2022-04-15 09:57:16

by NeilBrown

[permalink] [raw]
Subject: [PATCH/RFC] md: remove media-change code


md only ever used the media-change interfaces to trigger a partition
rescan once the array became active. Normally partition scan only
happens when the disk is first added, and with md the disk is typically
inactive when first added.

This rescan can now be achieved by simply setting GD_NEED_PART_SCAN.
So do that, and remove all the rescan.

This has the side effect of causing 'diskseq' to be stable for md devices.
Preciously diskseq would be incremented once the device became active
but no uevent would be generated to report this increment. This was
confusing to systemd.

https://github.com/systemd/systemd/pull/23011

Signed-off-by: NeilBrown <[email protected]>
---
drivers/md/md.c | 19 ++-----------------
drivers/md/md.h | 2 --
2 files changed, 2 insertions(+), 19 deletions(-)

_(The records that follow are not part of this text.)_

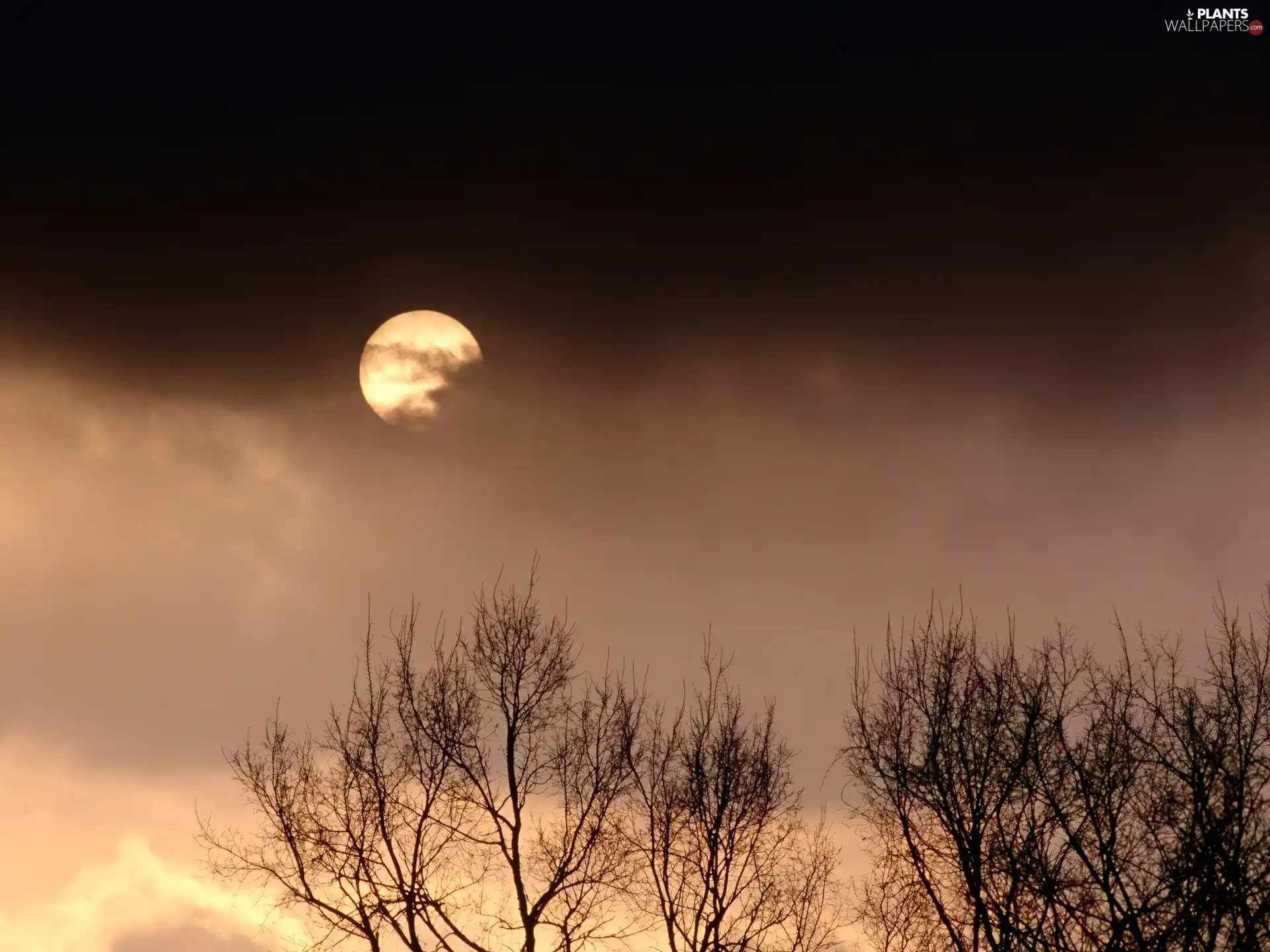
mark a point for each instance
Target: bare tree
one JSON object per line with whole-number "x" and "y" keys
{"x": 730, "y": 862}
{"x": 468, "y": 807}
{"x": 1062, "y": 804}
{"x": 1208, "y": 750}
{"x": 544, "y": 760}
{"x": 940, "y": 760}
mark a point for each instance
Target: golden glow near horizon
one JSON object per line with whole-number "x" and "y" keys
{"x": 409, "y": 360}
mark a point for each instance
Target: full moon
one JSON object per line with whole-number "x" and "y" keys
{"x": 409, "y": 360}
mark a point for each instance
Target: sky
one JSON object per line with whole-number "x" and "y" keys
{"x": 789, "y": 327}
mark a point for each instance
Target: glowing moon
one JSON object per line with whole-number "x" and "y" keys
{"x": 409, "y": 360}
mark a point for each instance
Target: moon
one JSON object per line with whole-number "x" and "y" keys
{"x": 412, "y": 358}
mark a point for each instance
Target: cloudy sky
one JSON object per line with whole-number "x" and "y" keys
{"x": 785, "y": 329}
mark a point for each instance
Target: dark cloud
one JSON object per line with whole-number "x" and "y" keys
{"x": 190, "y": 938}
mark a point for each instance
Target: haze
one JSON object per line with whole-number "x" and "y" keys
{"x": 785, "y": 391}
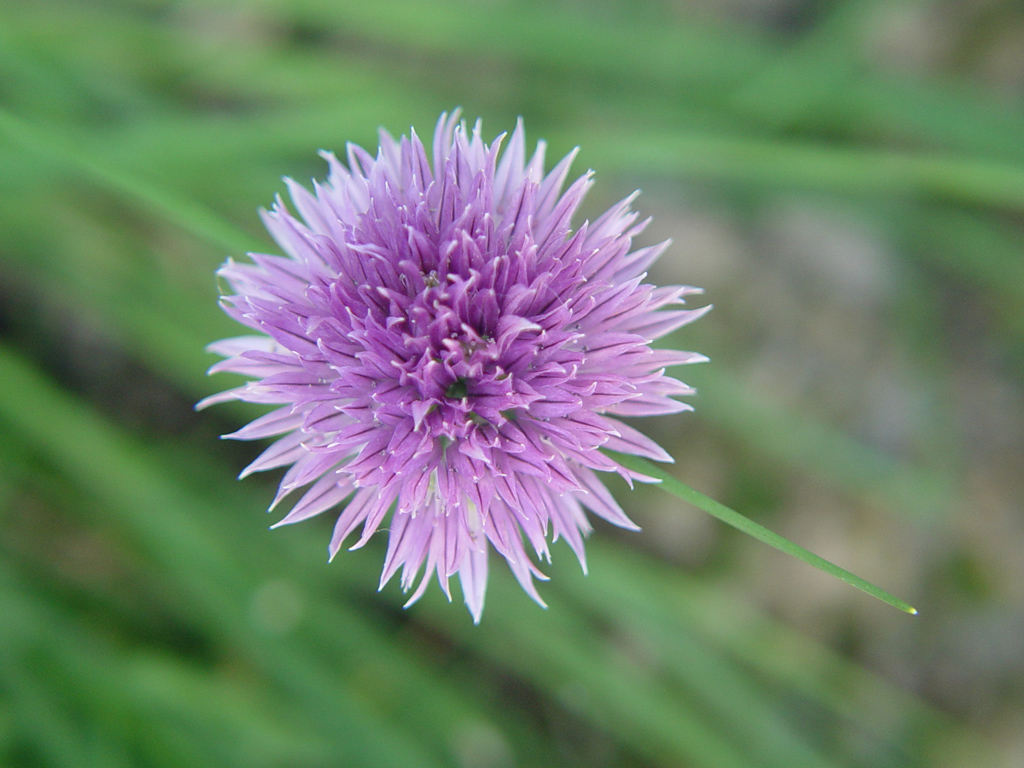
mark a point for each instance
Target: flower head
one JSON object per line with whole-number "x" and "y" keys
{"x": 450, "y": 355}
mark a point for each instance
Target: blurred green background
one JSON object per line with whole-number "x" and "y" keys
{"x": 846, "y": 179}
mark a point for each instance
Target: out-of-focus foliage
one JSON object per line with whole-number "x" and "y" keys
{"x": 845, "y": 178}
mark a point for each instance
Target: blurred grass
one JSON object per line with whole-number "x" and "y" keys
{"x": 148, "y": 617}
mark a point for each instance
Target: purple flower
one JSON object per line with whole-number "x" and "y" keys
{"x": 450, "y": 355}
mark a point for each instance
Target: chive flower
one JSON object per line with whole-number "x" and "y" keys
{"x": 451, "y": 356}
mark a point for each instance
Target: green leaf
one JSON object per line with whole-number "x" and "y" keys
{"x": 736, "y": 520}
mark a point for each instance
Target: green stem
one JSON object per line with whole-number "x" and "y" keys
{"x": 736, "y": 520}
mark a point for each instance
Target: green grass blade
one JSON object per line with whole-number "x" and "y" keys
{"x": 738, "y": 521}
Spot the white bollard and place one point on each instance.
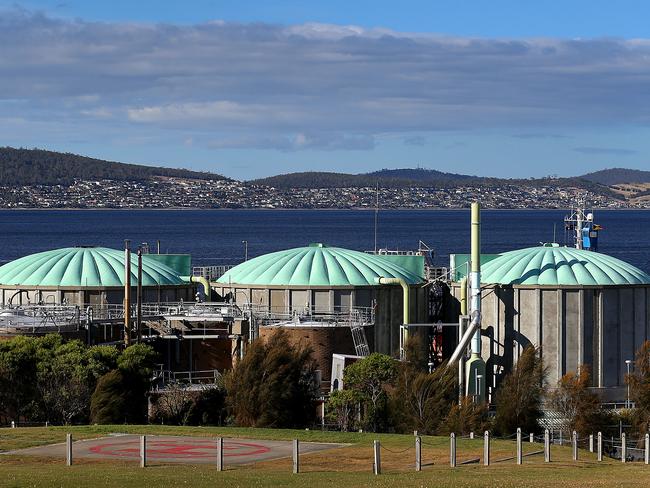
(623, 448)
(68, 449)
(600, 446)
(547, 446)
(574, 445)
(143, 451)
(452, 450)
(220, 454)
(296, 456)
(376, 466)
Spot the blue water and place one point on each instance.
(215, 236)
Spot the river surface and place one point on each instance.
(215, 236)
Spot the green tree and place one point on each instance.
(519, 397)
(342, 407)
(577, 404)
(639, 382)
(110, 401)
(273, 385)
(466, 417)
(371, 377)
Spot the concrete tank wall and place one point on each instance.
(597, 326)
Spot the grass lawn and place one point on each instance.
(350, 465)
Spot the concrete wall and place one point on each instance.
(597, 326)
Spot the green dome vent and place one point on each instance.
(552, 265)
(317, 265)
(84, 267)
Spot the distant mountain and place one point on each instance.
(616, 176)
(38, 167)
(387, 178)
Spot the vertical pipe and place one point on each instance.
(376, 465)
(574, 445)
(68, 449)
(452, 450)
(486, 448)
(296, 456)
(220, 454)
(139, 297)
(547, 446)
(127, 293)
(475, 274)
(143, 451)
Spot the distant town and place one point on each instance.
(170, 192)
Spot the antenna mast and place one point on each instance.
(376, 214)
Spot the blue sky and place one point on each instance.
(249, 89)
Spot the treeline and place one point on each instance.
(419, 178)
(46, 379)
(21, 167)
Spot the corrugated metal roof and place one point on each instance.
(317, 265)
(83, 266)
(554, 265)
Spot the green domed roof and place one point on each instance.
(316, 265)
(84, 266)
(554, 265)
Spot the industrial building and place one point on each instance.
(91, 276)
(579, 306)
(331, 298)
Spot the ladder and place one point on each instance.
(358, 334)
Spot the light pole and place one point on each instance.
(245, 243)
(628, 363)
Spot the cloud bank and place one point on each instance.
(311, 86)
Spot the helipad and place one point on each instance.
(189, 450)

diff --git a/drivers/md/md.c b/drivers/md/md.c
index 309b3af906ad..0ea4d34ec682 100644
--- a/drivers/md/md.c
+++ b/drivers/md/md.c
@@ -5713,7 +5713,6 @@ static int md_alloc(dev_t dev, char *name)
mddev->queue = disk->queue;
blk_set_stacking_limits(&mddev->queue->limits);
blk_queue_write_cache(mddev->queue, true, true);
- disk->events |= DISK_EVENT_MEDIA_CHANGE;
mddev->gendisk = disk;
error = add_disk(disk);
if (error)
@@ -6089,7 +6088,7 @@ int do_md_run(struct mddev *mddev)

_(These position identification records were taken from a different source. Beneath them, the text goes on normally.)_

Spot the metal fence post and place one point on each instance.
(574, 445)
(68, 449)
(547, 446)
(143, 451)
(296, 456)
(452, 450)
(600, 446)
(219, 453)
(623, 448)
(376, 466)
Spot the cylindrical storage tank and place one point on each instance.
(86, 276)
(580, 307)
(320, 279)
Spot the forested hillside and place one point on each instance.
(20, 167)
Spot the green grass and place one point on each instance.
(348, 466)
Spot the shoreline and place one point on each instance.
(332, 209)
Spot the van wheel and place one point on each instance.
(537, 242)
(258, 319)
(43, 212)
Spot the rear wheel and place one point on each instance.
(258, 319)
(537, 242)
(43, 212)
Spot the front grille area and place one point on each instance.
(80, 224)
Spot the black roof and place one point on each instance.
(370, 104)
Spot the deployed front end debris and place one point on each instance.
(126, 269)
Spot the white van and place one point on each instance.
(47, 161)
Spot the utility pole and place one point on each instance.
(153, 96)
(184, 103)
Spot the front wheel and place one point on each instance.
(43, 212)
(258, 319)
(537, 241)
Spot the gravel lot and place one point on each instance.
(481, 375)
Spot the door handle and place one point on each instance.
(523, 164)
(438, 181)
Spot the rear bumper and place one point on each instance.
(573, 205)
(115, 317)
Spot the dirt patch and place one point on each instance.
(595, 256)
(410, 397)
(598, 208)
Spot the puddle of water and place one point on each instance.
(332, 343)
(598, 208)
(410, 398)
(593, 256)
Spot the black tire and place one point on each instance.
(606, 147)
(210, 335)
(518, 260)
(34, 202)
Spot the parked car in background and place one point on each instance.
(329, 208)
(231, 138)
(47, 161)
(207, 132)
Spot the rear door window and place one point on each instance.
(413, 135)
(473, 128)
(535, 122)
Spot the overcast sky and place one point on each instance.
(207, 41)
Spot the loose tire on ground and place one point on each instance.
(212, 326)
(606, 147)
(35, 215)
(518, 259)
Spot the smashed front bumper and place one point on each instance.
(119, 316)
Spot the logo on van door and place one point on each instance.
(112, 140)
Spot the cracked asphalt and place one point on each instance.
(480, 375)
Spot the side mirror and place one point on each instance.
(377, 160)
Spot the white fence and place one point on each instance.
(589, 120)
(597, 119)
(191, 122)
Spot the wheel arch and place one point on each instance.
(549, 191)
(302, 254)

set_capacity_and_notify(mddev->gendisk, mddev->array_sectors);
clear_bit(MD_NOT_READY, &mddev->flags);
- mddev->changed = 1;
+ set_bit(GD_NEED_PART_SCAN, &mddev->gendisk->state);
kobject_uevent(&disk_to_dev(mddev->gendisk)->kobj, KOBJ_CHANGE);
sysfs_notify_dirent_safe(mddev->sysfs_state);
sysfs_notify_dirent_safe(mddev->sysfs_action);
@@ -6191,7 +6190,6 @@ static void md_clean(struct mddev *mddev)
mddev->sync_speed_min = mddev->sync_speed_max = 0;
mddev->recovery = 0;
mddev->in_sync = 0;
- mddev->changed = 0;
mddev->degraded = 0;
mddev->safemode = 0;
mddev->private = NULL;
@@ -6407,7 +6405,7 @@ static int do_md_stop(struct mddev *mddev, int mode,

set_capacity_and_notify(disk, 0);
mutex_unlock(&mddev->open_mutex);
- mddev->changed = 1;
+ set_bit(GD_NEED_PART_SCAN, &mddev->gendisk->state);

if (mddev->ro)
mddev->ro = 0;
@@ -7839,7 +7837,6 @@ static int md_open(struct block_device *bdev, fmode_t mode)
atomic_inc(&mddev->openers);
mutex_unlock(&mddev->open_mutex);

- bdev_check_media_change(bdev);
out:
if (err)
mddev_put(mddev);
@@ -7855,17 +7852,6 @@ static void md_release(struct gendisk *disk, fmode_t mode)
mddev_put(mddev);
}

-static unsigned int md_check_events(struct gendisk *disk, unsigned int clearing)
-{
- struct mddev *mddev = disk->private_data;
- unsigned int ret = 0;
-
- if (mddev->changed)
- ret = DISK_EVENT_MEDIA_CHANGE;
- mddev->changed = 0;
- return ret;
-}
-
const struct block_device_operations md_fops =
{
.owner = THIS_MODULE,
@@ -7877,7 +7863,6 @@ const struct block_device_operations md_fops =
.compat_ioctl = md_compat_ioctl,
#endif
.getgeo = md_getgeo,
- .check_events = md_check_events,
.set_read_only = md_set_read_only,
};

diff --git a/drivers/md/md.h b/drivers/md/md.h
index 6ac283864533..aec433ae5947 100644
--- a/drivers/md/md.h
+++ b/drivers/md/md.h
@@ -405,8 +405,6 @@ struct mddev {
atomic_t active; /* general refcount */
atomic_t openers; /* number of active opens */

- int changed; /* True if we might need to
- * reread partition info */
int degraded; /* whether md should consider
* adding a spare
*/
--
2.35.2


2022-04-16 01:16:18

by Mariusz Tkaczyk

[permalink] [raw]
Subject: Re: [PATCH/RFC] md: remove media-change code

On Thu, 14 Apr 2022 16:06:05 +1000
"NeilBrown" <[email protected]> wrote:

> md only ever used the media-change interfaces to trigger a partition
> rescan once the array became active. Normally partition scan only
> happens when the disk is first added, and with md the disk is typically
> inactive when first added.
>
> This rescan can now be achieved by simply setting GD_NEED_PART_SCAN.
> So do that, and remove all the rescan.
>
Hi Neil,

I experimented in this area in the past, mainly on IMSM (external
metadata). My problem is described here:
https://lore.kernel.org/linux-raid/SA0PR11MB4542ECA84F72506B39C3C9F1FFEE0@SA0PR11MB4542.namprd11.prod.outlook.com/
I lost reproduction on newer kernels, probably changes in block layer hide
issue, it seems to be time race. The change you proposed could bring the issue
back.

The current way is working, so I consider your change as potentially dangerous.
Anyway, I will help with testing if Song decides to take it.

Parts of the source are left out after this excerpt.